Authentication

Access token

All HTTP requests to the API must be authorized with a JWT access token via bearer authentication. The access token must be sent in the Authorization header. Example:

curl -H "Authorization: Bearer <token>" https://api.didomi.io/v1/properties

All API requests must be made over HTTPS. Calls made over plain HTTP will get a 301 response redirecting to their HTTPS equivalent. Calls without a valid authorization token will fail with a 401 error code.‌

Authentication workflow

Start by connecting to the Didomi console. Navigate to the adequate organization and go to Settings/Private API keys. There you will be able to generate a Private API key and a secret.‌

To generate an access token, send an HTTP POST request to https://api.didomi.io/v1/sessions with a JSON body containing the following values:

The /sessions endpoint of the API is used to authenticate yourself and obtain a JSON Web Token that should be used for other API calls.

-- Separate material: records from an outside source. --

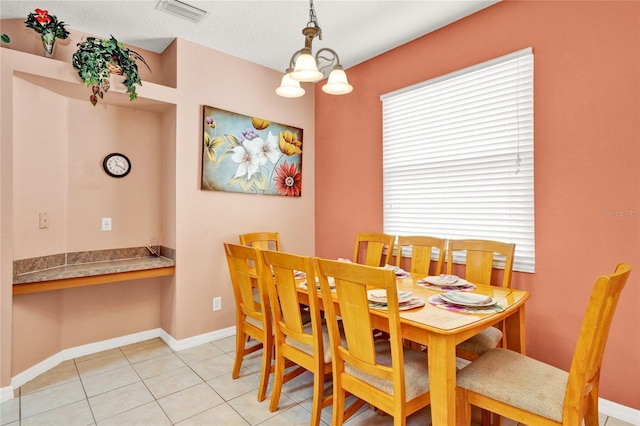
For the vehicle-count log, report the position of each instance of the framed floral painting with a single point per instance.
(250, 155)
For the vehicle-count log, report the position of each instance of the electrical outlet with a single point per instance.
(106, 224)
(44, 220)
(217, 303)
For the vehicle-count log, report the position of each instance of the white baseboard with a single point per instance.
(621, 412)
(608, 408)
(78, 351)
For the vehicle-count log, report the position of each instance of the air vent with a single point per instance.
(182, 10)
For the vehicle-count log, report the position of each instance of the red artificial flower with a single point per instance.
(289, 180)
(43, 16)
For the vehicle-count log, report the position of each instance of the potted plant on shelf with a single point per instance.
(48, 27)
(97, 58)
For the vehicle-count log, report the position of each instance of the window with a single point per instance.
(458, 156)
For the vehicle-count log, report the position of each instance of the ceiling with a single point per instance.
(264, 32)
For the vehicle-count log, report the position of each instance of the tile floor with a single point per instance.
(149, 384)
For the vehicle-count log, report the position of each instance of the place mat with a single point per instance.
(415, 302)
(437, 301)
(466, 287)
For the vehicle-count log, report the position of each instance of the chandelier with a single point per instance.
(303, 66)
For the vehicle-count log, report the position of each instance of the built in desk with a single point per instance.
(90, 272)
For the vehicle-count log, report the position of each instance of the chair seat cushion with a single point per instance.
(517, 380)
(253, 322)
(308, 348)
(483, 341)
(416, 371)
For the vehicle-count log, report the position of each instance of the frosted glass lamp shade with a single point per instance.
(337, 83)
(289, 88)
(306, 69)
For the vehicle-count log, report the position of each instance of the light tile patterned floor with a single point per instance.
(149, 384)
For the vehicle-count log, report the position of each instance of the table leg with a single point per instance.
(514, 331)
(442, 379)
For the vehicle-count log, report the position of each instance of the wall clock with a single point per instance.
(116, 165)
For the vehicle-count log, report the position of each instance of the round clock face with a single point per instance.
(116, 165)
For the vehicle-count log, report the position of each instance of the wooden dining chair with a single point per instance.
(305, 344)
(370, 249)
(261, 240)
(480, 255)
(253, 317)
(534, 393)
(422, 248)
(381, 372)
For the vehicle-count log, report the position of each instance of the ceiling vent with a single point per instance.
(182, 10)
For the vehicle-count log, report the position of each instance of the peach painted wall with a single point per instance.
(163, 201)
(587, 123)
(205, 219)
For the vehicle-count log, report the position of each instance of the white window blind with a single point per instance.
(458, 156)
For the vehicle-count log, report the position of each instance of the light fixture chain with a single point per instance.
(313, 19)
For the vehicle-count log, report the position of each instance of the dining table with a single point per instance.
(441, 326)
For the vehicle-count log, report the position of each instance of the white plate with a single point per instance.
(380, 296)
(439, 280)
(467, 299)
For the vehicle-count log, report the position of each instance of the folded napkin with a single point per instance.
(399, 271)
(444, 279)
(332, 284)
(467, 298)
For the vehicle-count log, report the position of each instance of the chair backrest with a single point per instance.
(584, 374)
(373, 244)
(245, 268)
(279, 276)
(261, 240)
(480, 255)
(351, 282)
(421, 252)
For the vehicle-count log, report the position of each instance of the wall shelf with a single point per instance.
(95, 273)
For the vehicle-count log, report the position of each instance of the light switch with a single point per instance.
(44, 220)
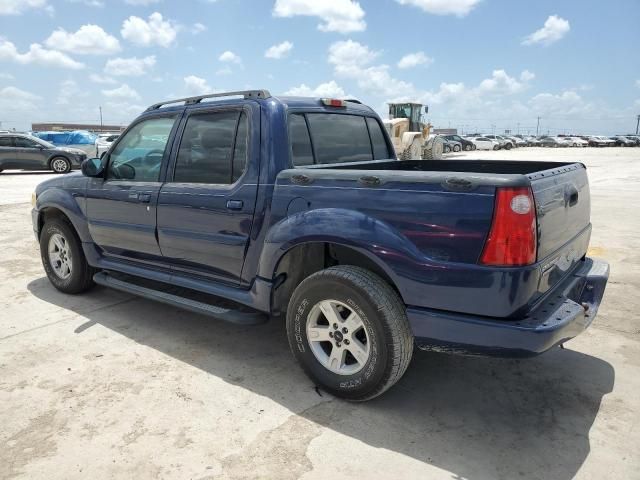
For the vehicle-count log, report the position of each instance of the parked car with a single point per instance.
(600, 141)
(621, 141)
(484, 143)
(577, 142)
(552, 142)
(78, 139)
(25, 152)
(467, 145)
(504, 142)
(103, 142)
(196, 202)
(451, 146)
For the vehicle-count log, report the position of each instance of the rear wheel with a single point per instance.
(63, 259)
(60, 165)
(349, 330)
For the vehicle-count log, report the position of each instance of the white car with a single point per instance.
(577, 142)
(103, 143)
(484, 143)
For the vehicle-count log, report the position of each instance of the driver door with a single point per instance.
(121, 208)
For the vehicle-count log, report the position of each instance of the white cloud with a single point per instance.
(196, 85)
(123, 92)
(143, 3)
(69, 93)
(567, 103)
(459, 8)
(329, 90)
(502, 84)
(224, 71)
(414, 59)
(553, 30)
(102, 79)
(14, 100)
(155, 31)
(280, 50)
(229, 57)
(37, 55)
(347, 55)
(353, 60)
(89, 40)
(129, 67)
(198, 27)
(342, 16)
(17, 7)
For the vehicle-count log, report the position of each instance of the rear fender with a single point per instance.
(373, 238)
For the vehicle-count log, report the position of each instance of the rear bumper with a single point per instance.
(565, 312)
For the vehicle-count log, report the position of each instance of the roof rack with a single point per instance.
(247, 94)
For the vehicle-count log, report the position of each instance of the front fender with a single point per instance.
(374, 238)
(69, 202)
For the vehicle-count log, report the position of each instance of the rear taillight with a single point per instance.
(512, 238)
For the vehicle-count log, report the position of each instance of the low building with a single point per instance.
(61, 127)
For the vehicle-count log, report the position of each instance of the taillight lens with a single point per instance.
(512, 238)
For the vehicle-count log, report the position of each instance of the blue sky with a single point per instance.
(479, 64)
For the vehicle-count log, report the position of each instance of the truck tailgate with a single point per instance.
(563, 210)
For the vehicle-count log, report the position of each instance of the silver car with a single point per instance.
(25, 152)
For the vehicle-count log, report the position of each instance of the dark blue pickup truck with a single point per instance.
(244, 206)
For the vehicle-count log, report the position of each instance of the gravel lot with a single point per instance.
(106, 385)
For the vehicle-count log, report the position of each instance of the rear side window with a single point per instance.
(326, 138)
(210, 152)
(378, 142)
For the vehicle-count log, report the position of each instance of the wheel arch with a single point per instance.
(305, 258)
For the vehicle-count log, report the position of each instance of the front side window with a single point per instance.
(22, 142)
(213, 148)
(138, 156)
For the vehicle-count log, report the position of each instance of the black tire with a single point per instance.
(383, 314)
(81, 275)
(55, 161)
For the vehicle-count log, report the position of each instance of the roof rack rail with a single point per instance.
(247, 94)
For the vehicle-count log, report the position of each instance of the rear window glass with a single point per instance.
(335, 138)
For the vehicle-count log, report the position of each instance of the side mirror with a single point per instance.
(92, 167)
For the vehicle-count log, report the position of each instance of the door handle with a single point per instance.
(234, 204)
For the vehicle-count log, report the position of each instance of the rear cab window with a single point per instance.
(327, 138)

All other API endpoints expect a JWT.‌

For a full reference of the endpoint and the resources that it returns, visit .‌

Request example:

curl --request POST --url 'https://api.didomi.io/v1/sessions' --header 'content-type: application/json' --data '{"type": "api-key", "key": "<Your API key>", "secret": "<Your API secret>"}'

The response will contain an access_token property with the token that you should use for authorizing further requests. If there is a problem authenticating you, a 400 error is returned.‌

Response example:

{    "access_token": "eyJhbGciOiJIUzI1NiIsInR5cCI6IkpXVCJ9.eyJzdWIiOiIxMjM0NTY3ODkwIiwibmFtZSI6IkpvaG4gRG9lIiwiYWRtaW4iOnRydWV9.TJVA95OrM7E2cBab30RMHrHDcEfxjoYZgeFONFh7HgQ"}

You can generate as many tokens as you want. Tokens will expire after 1 hour so, if you are running a long-term process, make sure to regenerate a new token regularly.